Pelanggaran kode etik merupakan isu yang memberikan pandangan ketidakpercayaan terhadap sistem peradilan, kode etik dibuat untuk memastikan bahwa para penegak hukum, termasuk hakim dapat menjalankan tugasnya dengan profesionalisme, objektivitas, dan tanpa konflik kepentingan.
Kode etik merupakan seperangkat norma dan pedoman yang mengatur perilaku dan tindakan dalam menjalankan tugasnya agar bertujuan untuk memastikan integritas, objektivitas, dan keadilan dalam sebuah proses persidangan. Dalam hal ini hakim diharapkan untuk mematuhi kode etik agar menjaga kepercayaan publik terhadap sistem peradilan, menghindari suatu konflik dalam kepentingan, dan dapat bertindak profesional serta bertanggung jawab dalam setiap keputusan yang telah diambil.
Pelanggaran kode etik di Indonesia terjadi, baik berupa penyalahgunaan wewenang, ketidakadilan dalam pengambilan keputusan, ataupun pengabaian terhadap suatu bukti yang relevan. Sehingga memberikan dampak yang tidak hanya dirasakan oleh pihak-pihak yang terlibat tetapi merusak kepercayaan masyarakat terhadap lembaga hukum secara menyeluruh.
Hal ini menimbulkan pertanyaan, bagaimana jika hakim dalam proses persidangan melakukan suatu pelanggaran kode etik dalam memberikan keputusan?
Kasus pelanggaran kode etik hakim yang terlibat suap di Indonesia, salah satu kasus yang paling menonyol Pada kasus pembunuhan yang telah menjerat Gregorius Ronald Tannur yang terjadi Pada 04 Oktober 2023 di tempat karaoke di Surabaya. Polrestabes Surabaya yang telah menangani kasus tersebut menyatakan bahwa Gregorius Ronald Tannur telah melakukan penganiyaan terhadap kekasihnya, sehingga Gregorius Ronald Tannur ditetapkan sebagai tersangka dan dijerat Pasal 338 subsider dan Pasal 351 ayat (3) KUHP, Gregorius Ronald Tannur dituntut oleh Jaksa Penuntut Umum (JPU) selama 12 Tahun penjara.
Namun Pada Senin 22 Juli 2024 ketiga hakim yang bernama Erintuah Damanik, Heru Hanindyo, dan Mangapul telah memberikan vonis bebas kepada tersangka (Gregorius Ronald Tannur) yang tercantum pada Putusan Nomor 454/Pid.B/2024/PN.Sby, yang menyatakan bahwa tersangka tidak terbukti secara sah dalam melakukan tindak pidana yang telah didakwakan, namun vonis pembebasan Gregorius Ronald Tannur menjadi sorotan karena tidak beralasan hakim tersebut hanya mempertimbangkan dengan tidak adanya saksi pada saat kejadian, kemudian tidak mempertimbangan bukti-bukti yang telah dijukan oleh JPU, dan hakim tersebut mempertimbangkan dengan adanya pengaruh alkohol pada saat peristiwa terjadi.
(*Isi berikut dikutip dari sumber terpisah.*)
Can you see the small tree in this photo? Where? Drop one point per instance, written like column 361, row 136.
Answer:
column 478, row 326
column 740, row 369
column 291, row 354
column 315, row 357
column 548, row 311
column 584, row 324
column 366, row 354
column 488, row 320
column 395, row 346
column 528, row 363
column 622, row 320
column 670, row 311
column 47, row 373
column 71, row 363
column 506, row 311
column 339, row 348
Hal ini penyidik Jampinsus Kejagung telah mengurigai adanya ketadakberesan dalam putusan tersebut.
Pada Rabu 24 Oktober 2024 Penyidik Jaksa Agung Muda Tindak Pidana (Jampidsus) Kejaksaan Agung (Kejagung) telah melalukan penahanan kepada ketiga hakim tersebut , karena dugaan suap dan gratifikasi dalam memberikan putusan bebas kepada Gregorius Ronald Tannur di Kejaksaan Tinggi Jawa Timur. Ketiga hakim tersebut menerima uang suap sebesar Rp3,5 Milyar dari Ibu Tersangka, suap tersebut diberikan untuk tujuan memberikan vonis bebas kepada Gregorius Ronald Tannur karena tidak terbukti telah melakukan pembunuhan dan penganiayaan terhadap kekasihnya.
Pelanggaran berat yang dilakukan oleh ketiga hakim tersebut jelas bertentangan dengan Kode Etik Hakim, yang seharusnya Hakim bertindak tanpa memihak, mempertimbangkan semua bukti secara adil, dan memberikan keputusan berdasarkan pada fakta serta hukum yang berlaku. Suap yang telah diterima oleh ketiga hakim tersebut menciptakan suatu pandangan negatif terhadap penegakan hukum. Sehingga Komisi Yudisial (KY) dapat bertindak sebagai pengawas kode etik hakim memberikan saksi terhadap hakim yang melanggar kode etik, termasuk pada pengawasan yang ekternal untuk mencegah pelanggaran tersebut.